You still need to decimal point in the frequency so to enter the decimal point you will need to release the shift key momentarily to enter it. Once the frequency is entered in this way and you press ENTER you will see your desired frequency appear in normal numbers. You can now write the codeplug to the radio. 
This same trick also works on the Motorola GR1225 repeater as well. 

On some radios that have tunable coils in their receiver front end you may need to tune these coils for maximum receiver sensitivity. This will depend on how far out of the radios original band you go. Tuning of the RX front end coils should be done with a proper set of plastic tuning tools. 

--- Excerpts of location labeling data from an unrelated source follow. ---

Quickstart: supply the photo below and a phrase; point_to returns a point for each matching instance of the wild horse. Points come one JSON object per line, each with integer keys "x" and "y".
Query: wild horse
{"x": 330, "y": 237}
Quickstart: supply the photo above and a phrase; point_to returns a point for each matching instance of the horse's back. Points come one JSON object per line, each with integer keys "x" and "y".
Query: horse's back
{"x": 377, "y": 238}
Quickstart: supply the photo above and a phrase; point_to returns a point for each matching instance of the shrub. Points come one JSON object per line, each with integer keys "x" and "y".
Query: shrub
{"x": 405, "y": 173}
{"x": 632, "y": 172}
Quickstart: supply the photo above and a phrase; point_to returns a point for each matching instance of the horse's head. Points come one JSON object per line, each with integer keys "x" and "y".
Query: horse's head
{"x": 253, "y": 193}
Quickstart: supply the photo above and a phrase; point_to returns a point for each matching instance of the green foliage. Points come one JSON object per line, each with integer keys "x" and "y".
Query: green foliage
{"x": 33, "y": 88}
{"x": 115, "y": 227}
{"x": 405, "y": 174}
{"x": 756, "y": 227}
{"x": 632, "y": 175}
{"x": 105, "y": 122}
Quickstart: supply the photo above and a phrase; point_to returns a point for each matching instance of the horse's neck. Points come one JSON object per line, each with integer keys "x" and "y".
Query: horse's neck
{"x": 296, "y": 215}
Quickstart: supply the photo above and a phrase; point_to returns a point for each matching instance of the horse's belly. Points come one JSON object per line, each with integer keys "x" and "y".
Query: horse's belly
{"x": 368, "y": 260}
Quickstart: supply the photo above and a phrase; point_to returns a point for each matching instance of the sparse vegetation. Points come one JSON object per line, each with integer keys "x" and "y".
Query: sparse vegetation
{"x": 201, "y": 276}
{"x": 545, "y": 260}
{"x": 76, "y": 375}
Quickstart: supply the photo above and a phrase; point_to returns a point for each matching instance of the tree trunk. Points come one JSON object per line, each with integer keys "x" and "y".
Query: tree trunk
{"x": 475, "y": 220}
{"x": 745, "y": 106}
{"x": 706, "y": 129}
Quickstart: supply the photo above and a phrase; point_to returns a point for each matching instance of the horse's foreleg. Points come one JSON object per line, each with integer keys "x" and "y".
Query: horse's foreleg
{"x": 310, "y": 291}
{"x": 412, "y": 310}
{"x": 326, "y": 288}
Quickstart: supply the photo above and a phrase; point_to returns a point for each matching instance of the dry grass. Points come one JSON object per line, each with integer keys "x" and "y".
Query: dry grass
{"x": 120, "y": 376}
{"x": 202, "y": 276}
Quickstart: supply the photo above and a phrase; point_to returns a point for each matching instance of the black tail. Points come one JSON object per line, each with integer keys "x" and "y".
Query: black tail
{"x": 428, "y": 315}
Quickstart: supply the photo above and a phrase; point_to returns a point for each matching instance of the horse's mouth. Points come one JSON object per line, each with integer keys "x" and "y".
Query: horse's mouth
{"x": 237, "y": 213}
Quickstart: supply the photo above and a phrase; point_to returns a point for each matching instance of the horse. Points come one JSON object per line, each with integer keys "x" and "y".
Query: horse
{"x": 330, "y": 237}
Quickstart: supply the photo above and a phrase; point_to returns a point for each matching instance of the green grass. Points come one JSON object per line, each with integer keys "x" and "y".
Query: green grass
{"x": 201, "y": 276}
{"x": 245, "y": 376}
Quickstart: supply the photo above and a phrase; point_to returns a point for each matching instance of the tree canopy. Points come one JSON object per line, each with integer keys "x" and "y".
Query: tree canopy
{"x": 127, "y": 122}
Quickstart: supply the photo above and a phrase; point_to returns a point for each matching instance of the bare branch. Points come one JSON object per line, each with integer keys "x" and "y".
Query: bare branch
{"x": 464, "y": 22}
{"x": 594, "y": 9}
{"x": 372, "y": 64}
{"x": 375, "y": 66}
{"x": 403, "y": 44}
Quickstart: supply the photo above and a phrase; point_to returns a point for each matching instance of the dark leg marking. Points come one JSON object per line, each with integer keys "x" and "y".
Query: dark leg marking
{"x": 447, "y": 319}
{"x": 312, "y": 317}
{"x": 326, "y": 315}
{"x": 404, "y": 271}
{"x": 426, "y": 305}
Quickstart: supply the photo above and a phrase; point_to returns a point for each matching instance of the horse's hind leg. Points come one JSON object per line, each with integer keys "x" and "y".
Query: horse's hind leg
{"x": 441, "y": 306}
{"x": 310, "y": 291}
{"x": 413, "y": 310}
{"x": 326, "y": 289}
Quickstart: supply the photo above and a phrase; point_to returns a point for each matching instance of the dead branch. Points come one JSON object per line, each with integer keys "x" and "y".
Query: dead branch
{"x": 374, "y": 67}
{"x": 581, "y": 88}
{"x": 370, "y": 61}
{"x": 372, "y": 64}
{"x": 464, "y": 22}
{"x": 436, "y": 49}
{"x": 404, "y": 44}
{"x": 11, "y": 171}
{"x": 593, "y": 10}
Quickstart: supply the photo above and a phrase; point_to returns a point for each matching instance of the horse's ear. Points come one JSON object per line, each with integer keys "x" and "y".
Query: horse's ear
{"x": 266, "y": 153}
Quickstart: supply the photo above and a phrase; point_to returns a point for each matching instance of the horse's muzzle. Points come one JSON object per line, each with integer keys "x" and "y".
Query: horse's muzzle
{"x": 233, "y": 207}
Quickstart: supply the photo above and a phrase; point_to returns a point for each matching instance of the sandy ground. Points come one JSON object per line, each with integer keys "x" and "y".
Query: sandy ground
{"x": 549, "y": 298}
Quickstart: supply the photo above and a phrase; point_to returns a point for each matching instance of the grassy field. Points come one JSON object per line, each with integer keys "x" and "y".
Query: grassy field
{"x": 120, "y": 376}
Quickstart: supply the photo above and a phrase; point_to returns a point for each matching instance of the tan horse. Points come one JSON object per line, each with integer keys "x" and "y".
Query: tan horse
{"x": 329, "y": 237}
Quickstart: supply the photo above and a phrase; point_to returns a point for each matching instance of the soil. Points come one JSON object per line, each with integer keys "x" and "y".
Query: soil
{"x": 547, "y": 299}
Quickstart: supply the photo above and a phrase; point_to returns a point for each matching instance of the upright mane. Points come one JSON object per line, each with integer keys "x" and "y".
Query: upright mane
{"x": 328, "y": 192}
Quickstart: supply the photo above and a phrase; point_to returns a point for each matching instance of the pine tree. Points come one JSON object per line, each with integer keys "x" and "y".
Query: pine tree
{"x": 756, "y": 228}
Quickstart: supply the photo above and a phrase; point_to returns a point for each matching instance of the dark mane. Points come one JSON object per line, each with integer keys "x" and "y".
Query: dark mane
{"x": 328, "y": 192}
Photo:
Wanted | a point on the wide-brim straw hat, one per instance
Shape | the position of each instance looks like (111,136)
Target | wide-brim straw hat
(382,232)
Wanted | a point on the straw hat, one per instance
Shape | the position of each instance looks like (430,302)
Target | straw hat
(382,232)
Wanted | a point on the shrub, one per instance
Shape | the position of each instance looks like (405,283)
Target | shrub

With the transmitter, you may find for example a 450-470 MHz radio that is programmed into the amateur band you may notice a decrease in transmitted output power. Usually the output power decrease it not enough to make a difference. If the radio is programmed far enough out of its original band the TX power output decrease may be more than you want, this sometimes can be solved by squeezing some of the coils in the Power Amplifier section. These coils are usually pretty obvious because they are typically spread apart somewhat. Squeezing each coil a little bit and testing the power output at each point. What the squeezing of these coils does is lower the resonant frequency of the circuit to more closely match the frequency you programmed into the radio. BE VERY CAREFUL DOING THIS! Go slow and if you are going to do this, do it with the radio connected to a power supply with a current meter and keep watch for a sudden increase in current draw. If you see the current draw spike you most likely have gone too far and should put the coil you changed back to where it was.